Sentiment Hack and Negotiations

On April 5^th, the Sentiment team noticed some abnormal borrowing activity around 6:00 pm UTC on April 4^th and immediately paused the main contract to prevent further loss.

1/4

A status update on the current situation: At approximately 06:00:00 PM +UTC The Sentiment team became aware of abnormal borrowing activity which has now been declared as a malicious exploit.

— Sentiment (@sentimentxyz) April 5, 2023

According to the blockchain security firm PeckShield, the attacker exploited a read-only reentrancy bug in Balancer, a liquidity protocol that Sentiment integrates with, to manipulate pool balances and overcollateralize their financial loans on the protocol. He then used flash loans to borrow and liquidate large amounts of tokens from the exploited DeFi platform, pocketing nearly $1 million.

The team quickly patched the vulnerability thanks to the warm hands of third-party services. Once the initial measures were complete, the team attempted to contact the exploiter for negotiations.
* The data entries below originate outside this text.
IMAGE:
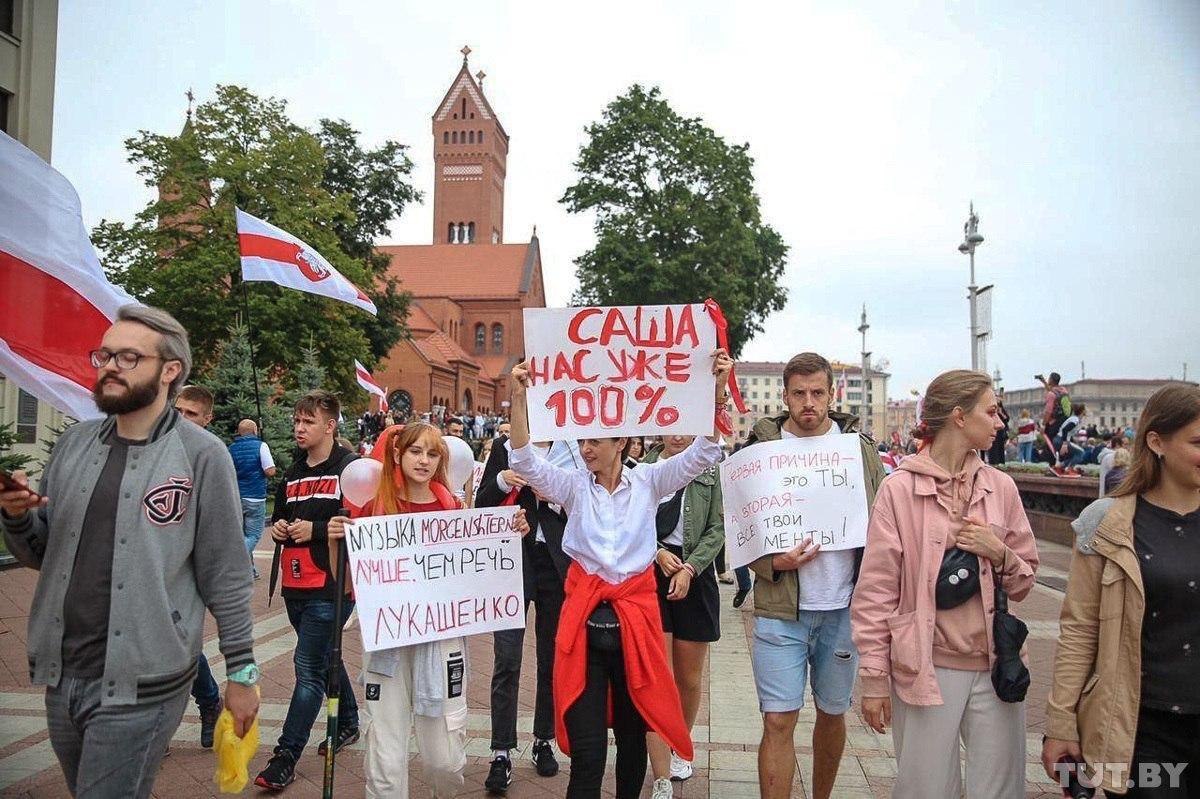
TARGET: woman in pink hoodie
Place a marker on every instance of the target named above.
(929, 668)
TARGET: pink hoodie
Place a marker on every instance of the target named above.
(897, 626)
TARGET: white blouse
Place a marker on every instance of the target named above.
(613, 535)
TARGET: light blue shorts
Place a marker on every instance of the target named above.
(784, 652)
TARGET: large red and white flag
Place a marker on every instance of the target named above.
(370, 385)
(55, 302)
(275, 256)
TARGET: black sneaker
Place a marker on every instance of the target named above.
(499, 776)
(346, 736)
(543, 755)
(280, 772)
(208, 725)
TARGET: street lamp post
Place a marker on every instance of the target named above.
(865, 408)
(971, 239)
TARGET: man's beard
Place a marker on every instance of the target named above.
(136, 397)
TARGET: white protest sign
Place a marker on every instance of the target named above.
(619, 371)
(421, 577)
(778, 493)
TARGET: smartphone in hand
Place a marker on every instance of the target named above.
(9, 484)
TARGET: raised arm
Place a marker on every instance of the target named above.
(552, 482)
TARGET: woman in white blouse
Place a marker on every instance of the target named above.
(610, 634)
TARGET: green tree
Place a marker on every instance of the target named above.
(232, 384)
(677, 218)
(11, 461)
(180, 252)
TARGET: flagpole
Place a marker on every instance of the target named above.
(253, 372)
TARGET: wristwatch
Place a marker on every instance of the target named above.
(246, 676)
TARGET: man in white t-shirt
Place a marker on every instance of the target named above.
(253, 463)
(802, 604)
(1115, 443)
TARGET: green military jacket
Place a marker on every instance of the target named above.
(703, 516)
(777, 594)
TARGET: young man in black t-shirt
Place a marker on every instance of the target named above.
(309, 496)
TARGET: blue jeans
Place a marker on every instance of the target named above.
(204, 688)
(253, 521)
(313, 622)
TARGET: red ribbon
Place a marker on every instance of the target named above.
(723, 341)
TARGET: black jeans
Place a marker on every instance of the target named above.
(587, 724)
(547, 599)
(1169, 738)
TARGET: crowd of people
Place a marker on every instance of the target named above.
(143, 521)
(1060, 438)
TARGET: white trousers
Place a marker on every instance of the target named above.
(927, 740)
(388, 719)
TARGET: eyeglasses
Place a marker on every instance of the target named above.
(126, 359)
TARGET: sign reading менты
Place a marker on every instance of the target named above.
(603, 372)
(778, 493)
(423, 577)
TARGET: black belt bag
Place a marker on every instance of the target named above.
(958, 580)
(604, 629)
(1009, 676)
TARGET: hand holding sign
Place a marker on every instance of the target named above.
(796, 557)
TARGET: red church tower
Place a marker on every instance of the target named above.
(471, 150)
(468, 287)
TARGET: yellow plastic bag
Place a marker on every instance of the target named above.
(233, 754)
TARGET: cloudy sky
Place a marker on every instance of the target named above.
(1074, 127)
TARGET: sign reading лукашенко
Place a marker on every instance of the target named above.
(423, 577)
(603, 372)
(778, 493)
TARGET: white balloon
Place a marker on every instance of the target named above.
(360, 480)
(462, 461)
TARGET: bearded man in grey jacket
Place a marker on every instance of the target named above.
(136, 529)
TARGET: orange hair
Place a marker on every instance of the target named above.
(391, 497)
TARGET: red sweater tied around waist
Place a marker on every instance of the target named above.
(647, 672)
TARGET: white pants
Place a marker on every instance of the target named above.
(927, 740)
(388, 718)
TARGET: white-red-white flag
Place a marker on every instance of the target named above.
(275, 256)
(370, 385)
(55, 302)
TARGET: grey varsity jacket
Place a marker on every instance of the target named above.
(178, 550)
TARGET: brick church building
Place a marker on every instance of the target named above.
(468, 287)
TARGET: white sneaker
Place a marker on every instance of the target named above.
(681, 769)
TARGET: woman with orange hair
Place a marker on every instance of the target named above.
(423, 686)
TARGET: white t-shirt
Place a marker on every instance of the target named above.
(267, 462)
(826, 582)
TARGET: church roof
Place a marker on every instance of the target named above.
(419, 322)
(475, 271)
(438, 348)
(466, 82)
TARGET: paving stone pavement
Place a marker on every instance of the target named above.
(726, 734)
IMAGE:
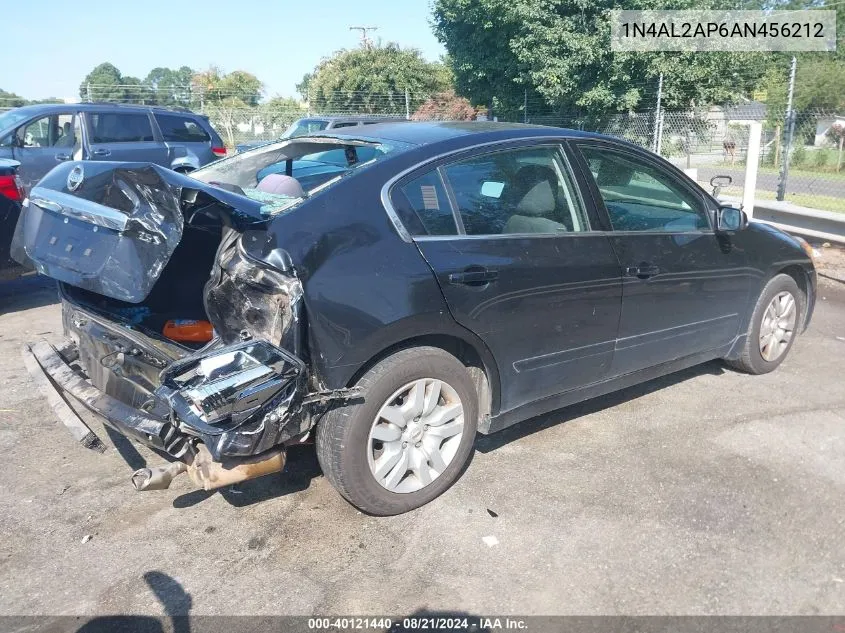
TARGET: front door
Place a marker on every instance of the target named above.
(513, 248)
(123, 136)
(684, 286)
(43, 143)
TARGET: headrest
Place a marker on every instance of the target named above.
(282, 185)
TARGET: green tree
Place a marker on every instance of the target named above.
(11, 100)
(373, 80)
(445, 106)
(559, 54)
(281, 111)
(104, 83)
(170, 87)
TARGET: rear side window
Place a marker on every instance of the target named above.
(178, 128)
(119, 127)
(517, 191)
(425, 198)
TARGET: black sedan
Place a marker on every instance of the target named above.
(462, 277)
(11, 195)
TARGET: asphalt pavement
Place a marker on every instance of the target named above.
(704, 492)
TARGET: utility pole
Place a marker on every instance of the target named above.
(790, 130)
(525, 108)
(366, 42)
(654, 145)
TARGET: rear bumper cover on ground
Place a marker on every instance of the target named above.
(56, 378)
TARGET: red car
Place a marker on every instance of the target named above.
(11, 195)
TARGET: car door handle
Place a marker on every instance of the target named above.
(474, 277)
(643, 271)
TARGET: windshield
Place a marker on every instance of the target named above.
(304, 127)
(280, 173)
(12, 118)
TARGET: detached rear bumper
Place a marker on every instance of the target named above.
(56, 379)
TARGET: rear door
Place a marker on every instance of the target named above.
(44, 142)
(123, 136)
(684, 286)
(520, 264)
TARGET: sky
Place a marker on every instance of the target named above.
(276, 40)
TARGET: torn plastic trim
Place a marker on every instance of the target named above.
(63, 379)
(239, 400)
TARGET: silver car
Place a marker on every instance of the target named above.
(41, 136)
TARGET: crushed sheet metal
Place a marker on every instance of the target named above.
(78, 429)
(125, 419)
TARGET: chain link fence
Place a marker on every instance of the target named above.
(712, 141)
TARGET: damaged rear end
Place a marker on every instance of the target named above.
(138, 248)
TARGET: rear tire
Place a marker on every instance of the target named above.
(775, 322)
(357, 443)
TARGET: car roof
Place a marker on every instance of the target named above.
(89, 106)
(339, 118)
(427, 132)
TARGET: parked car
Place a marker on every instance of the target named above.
(310, 125)
(11, 195)
(40, 136)
(467, 277)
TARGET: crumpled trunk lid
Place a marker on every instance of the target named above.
(111, 228)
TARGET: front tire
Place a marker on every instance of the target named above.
(775, 323)
(410, 438)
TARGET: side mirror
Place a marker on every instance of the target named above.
(730, 219)
(717, 182)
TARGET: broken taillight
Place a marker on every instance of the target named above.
(11, 187)
(188, 331)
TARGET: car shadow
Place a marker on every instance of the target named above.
(176, 603)
(300, 469)
(25, 293)
(488, 443)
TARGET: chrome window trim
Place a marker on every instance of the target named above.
(440, 238)
(385, 190)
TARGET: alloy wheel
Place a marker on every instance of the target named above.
(777, 326)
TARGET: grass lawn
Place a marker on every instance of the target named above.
(825, 203)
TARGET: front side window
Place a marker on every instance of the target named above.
(119, 127)
(517, 191)
(640, 196)
(56, 130)
(180, 129)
Sentiment offered a bounty of 95K to the exploiter and no follow-up to this incident. In a message to the hacker, the protocol wrote:

“To the hacker: We will offer you $95k and will not pursue this, if you return the money by 8 am UTC on April 6th. To everyone else: if the hacker has not returned the funds by the above time, we will give any person that same $95k if you help us find and prosecute the person responsible for this theft.”

On early Thursday, April 6^th, the Sentiment team announced that negotiations were successful and the hacker had returned 90% of the funds. The team wrote:

“After successful negotiations with the exploiter, 90% of hacked funds have been returned as agreed. A full statement will follow in the coming hours.”

PechShield confirmed that the exploiter had returned most of the funds to the wallets controlled by the Sentiment team. The nature and details of the tokens involved in this incident are yet to be known. The upcoming statement might unveil this information.

It seems @sentimentxyz exploiter has returned the majority of stolen funds. Currently the returned funds are managed with a 2-3 multisig, presumably controlled by the team: https://t.co/bwmLf9zgMV pic.twitter.com/rp8HLodLzj

— PeckShield Inc. (@peckshield) April 5, 2023

Hacks have become a norm in the DeFi space. However, this week has become special as three recent hacks have seen funds returned for bounties. Euler Finance has recently recovered stolen $197 million in March 13^th exploit. In the same vein, the cross-chain DeFi bridge, Allbridge, has also been able to recover 1,500 BNB or roughly $465,000 of the $570,000 loot.